Comment: A few commenters proposed that MIPS eligible clinicians who are participating in the Medicaid EHR Incentive Program be exempted from reporting to MIPS until after the completion of their final EHR performance period. Others proposed allowing clinicians to choose either to report in the Medicaid EHR Incentive Program or the advancing care information performance category of MIPS. One commenter suggested awarding MIPS eligible clinicians 30 points toward the advancing care information performance category score if they successfully attest to meaningful use in the Medicaid EHR Incentive Program.

Response: As previously mentioned, objective and measure requirements of the Medicaid EHR Incentive Program and those finalized for the advancing care information performance category in the MIPS program vary too greatly to enable one to serve as proxy for another. We are finalizing our Medicaid policy as proposed."

From CMS MIPS rules, page 77109:

"Comment: Some commenters requested that CMS clarify the proposal to eliminate the need to track and report duplicative quality measures by modifying its proposal to require that if quality is reported in a manner acceptable under MIPS or an APM, it would not need to be reported under the Medicaid EHR Incentive Program. The commenters were concerned the programs could potentially cause the same conflict CMS specifically noted MIPS and APMs were intended to correct.

CMS Response: We thank the commenters and have worked to eliminate duplicative measures between MIPS and other programs where possible. We intend to continue to align MIPS and the Medicaid EHR Incentive Program to the greatest extent possible. As we have noted in section II.E.5.g. of this final rule with comment period, the requirements for the Medicaid EHR Incentive Program for EPs were not impacted by the MACRA. There is a requirement to submit CQMs to the state as part of a successful attestation for the Medicaid EHR Incentive Program. While the MIPS objectives for the advancing care information performance category are aligned to some extent with the Stage 3 objectives in the Medicaid EHR Incentive Program, they are two distinct programs, and reporting will stay separate.
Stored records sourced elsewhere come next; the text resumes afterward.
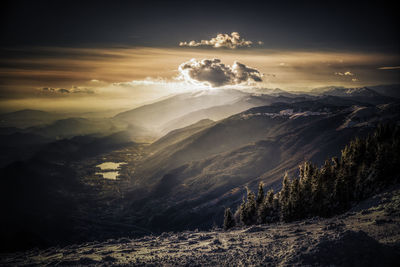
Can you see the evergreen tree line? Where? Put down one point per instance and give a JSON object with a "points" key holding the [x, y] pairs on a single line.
{"points": [[366, 166]]}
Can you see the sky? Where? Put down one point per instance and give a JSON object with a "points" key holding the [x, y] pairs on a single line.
{"points": [[93, 55]]}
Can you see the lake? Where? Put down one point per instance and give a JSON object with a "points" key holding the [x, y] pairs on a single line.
{"points": [[110, 170]]}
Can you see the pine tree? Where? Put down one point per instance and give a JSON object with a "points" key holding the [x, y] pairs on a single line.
{"points": [[284, 195], [250, 208], [229, 222], [260, 193]]}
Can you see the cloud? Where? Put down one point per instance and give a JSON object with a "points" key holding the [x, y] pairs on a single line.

From CMS MIPS rules, page 77037:

"In addition, we recognize that under MIPS, there will be more eligible clinicians subject to the requirements of EHR reporting than were previously eligible under the Medicare and/or Medicaid EHR Incentive Program, including hospital-based MIPS eligible clinicians, nurse practitioners, physician assistants, clinical nurse specialists, and certified registered nurse anesthetists. Since many of these non-physician clinicians are not eligible to participate in the Medicare and/or Medicaid EHR Incentive Program, we have little evidence as to whether there are sufficient measures applicable and available to these types of MIPS eligible clinicians under our proposals for the advancing care information performance category. As a result, we have provided additional flexibilities to mitigate negative adjustments for the first performance year (CY 2017) in order to allow hospital-based MIPS eligible clinicians, nurse practitioners, physician assistants, clinical nurse specialists, certified registered nurse anesthetists, and other MIPS eligible clinicians to familiarize themselves with the MIPS program. Section II.E.5.g.(8) of this final rule with comment period describes our final policies regarding the re-weighting of the advancing care information performance category within the final score, in which we would assign a weight of zero when there are not sufficient measures applicable and available."